Virtual-histology intravascular ultrasound: justifiable criticism or unfair slander?

Corresponding Author:

Adam J Brown
Division of Cardiovascular Medicine, University of Cambridge, Level 6, ACCI Building
Addenbrooke’s Hospital, Cambridge, CB2 0QQ, UK, and, Department of Interventional Cardiology
Papworth Hospital NHS Foundation Trust, Cambridge CB23 3RE, UK
Tel: +44 1223 331504
Fax: +44 1223 331505
E-mail: ajdbrown@me.com

Abstract

“...few other coronary imaging modalities offer the same reliability in plaque characterization and depth of tissue penetration.
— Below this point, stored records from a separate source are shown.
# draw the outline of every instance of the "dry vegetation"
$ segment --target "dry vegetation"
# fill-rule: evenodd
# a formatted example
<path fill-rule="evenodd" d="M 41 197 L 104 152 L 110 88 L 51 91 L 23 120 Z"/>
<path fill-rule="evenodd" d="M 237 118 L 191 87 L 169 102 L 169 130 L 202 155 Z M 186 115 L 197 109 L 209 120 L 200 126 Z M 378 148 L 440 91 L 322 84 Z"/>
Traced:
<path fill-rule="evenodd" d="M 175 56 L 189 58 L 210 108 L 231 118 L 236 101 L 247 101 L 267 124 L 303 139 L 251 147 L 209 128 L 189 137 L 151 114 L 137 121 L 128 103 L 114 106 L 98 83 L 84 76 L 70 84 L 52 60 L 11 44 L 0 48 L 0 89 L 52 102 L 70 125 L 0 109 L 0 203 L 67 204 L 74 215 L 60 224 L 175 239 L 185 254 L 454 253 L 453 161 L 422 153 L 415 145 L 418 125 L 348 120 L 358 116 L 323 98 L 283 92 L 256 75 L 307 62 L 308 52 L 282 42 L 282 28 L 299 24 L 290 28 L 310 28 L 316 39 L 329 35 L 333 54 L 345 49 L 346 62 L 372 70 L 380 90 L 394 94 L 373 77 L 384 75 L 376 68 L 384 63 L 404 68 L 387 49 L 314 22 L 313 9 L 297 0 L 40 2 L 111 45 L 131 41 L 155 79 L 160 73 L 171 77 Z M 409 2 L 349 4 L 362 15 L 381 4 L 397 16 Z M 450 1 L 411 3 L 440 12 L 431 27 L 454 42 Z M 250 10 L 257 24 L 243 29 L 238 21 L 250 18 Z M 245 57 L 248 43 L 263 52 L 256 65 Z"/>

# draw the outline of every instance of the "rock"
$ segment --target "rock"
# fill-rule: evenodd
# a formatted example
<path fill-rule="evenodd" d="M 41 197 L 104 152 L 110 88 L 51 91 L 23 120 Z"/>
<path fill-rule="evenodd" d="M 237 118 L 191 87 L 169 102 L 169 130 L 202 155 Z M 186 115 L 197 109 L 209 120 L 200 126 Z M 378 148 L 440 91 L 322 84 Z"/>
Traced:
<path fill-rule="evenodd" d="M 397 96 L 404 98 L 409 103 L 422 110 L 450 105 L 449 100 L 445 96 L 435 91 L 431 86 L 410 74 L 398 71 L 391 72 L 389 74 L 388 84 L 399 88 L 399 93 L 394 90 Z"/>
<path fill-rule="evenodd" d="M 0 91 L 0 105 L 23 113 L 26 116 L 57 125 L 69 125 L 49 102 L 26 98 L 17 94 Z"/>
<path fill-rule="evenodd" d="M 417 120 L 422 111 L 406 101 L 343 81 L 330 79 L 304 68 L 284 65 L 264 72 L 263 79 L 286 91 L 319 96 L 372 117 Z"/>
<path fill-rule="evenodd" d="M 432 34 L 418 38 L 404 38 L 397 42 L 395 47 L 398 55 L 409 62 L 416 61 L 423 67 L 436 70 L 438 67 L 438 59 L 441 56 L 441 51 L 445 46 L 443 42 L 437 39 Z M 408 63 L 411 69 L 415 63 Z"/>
Thus ... VH-IVUS will remain an important technique for describing coronary plaque morphology for some time to come.”

Keywords

Atherosclerosis, Intravascular ultrasound, Virtual-histology

Cardiovascular diseases remain the leading cause of mortality throughout the world, with coronary atherosclerosis responsible for the majority of clinical events. Diagnostic imaging modalities that provide accurate characterization of atherosclerotic plaques to guide therapy and potentially alter clinical outcomes are therefore of considerable importance. One such imaging modality is virtual-histology intravascular ultrasound (VH-IVUS), an iteration of standard gray-scale IVUS technology that uses an automated algorithm to process the reflected ultrasound backscatter signal, allowing identification of plaque components such as fibrous tissue, fibrofatty tissue, necrotic lipid core and dense calcium [1]. VH-IVUS has been used successfully in a number of clinical studies to describe the pattern and behavior of coronary plaques. However, there remains ongoing debate over the accuracy of VH-IVUS plaque characterization, with many in the cardiovascular research community dis-missive about its reported utility.

Concerns were first raised from two validation studies comparing the ability of VH-IVUS to identify necrotic core in porcine models of atherosclerosis: in the first study, coronary plaques were induced in five pigs through balloon angioplasty with subsequent injection of liposomes into the adventitial layer of the vessel wall [2]. VH-IVUS was found to correctly identify the presence of necrotic core in only 38% of plaques, with no correlation found between the percentage of each tissue component as displayed by VH-IVUS and histology. The same investigators then examined whether necrotic core size could be accurately visualized by VH-IVUS in ten minipigs that had accelerated atherosclerosis [3]. Plaques were again induced using an angioplasty balloon and VH-IVUS analysis performed at 18 weeks, with minipigs maintained on a proatherogenic diet. The correlation in necrotic core area between VH-IVUS and histology was poor (r = 0.33; p = 0.18) with many regions classified as necrotic core corresponding to areas of fibrotic tissue on histology. Although these studies are frequently used to question the accuracy of VH-IVUS, there are some important caveats that need to be understood. First, the automated algorithms used in VH-IVUS were developed exclusively in human ex vivo specimens and the reflected backscatter signal from porcine and human atherosclerotic tissue may differ. Validation studies performed in human specimens have demonstrated that the predictive accuracy of VH-IVUS is excellent (95.8% for necrotic core), which is in stark contrast to porcine data [1,4]. Second, the plaques generated and examined within porcine models were relatively immature (mean plaque burden 41.3 ± 8.0% with no evidence of calcification) and, although extracellular lipid could be identified by histology, there was little in the way of an established necrotic core. Failure of VHIVUS to identify these small extracellular lipid pools is likely of little clinical importance as plaques responsible for myocardial infarction typically contain a large, necrotic lipid-rich core [5]. Furthermore, the methodology used may have introduced longitudinal mismatches into the dataset, inducing potential for error [6]. Thus, while these studies may be conceptually interesting, they tell us little about the ability of VH-IVUS to characterize atherosclerotic plaque composition in humans.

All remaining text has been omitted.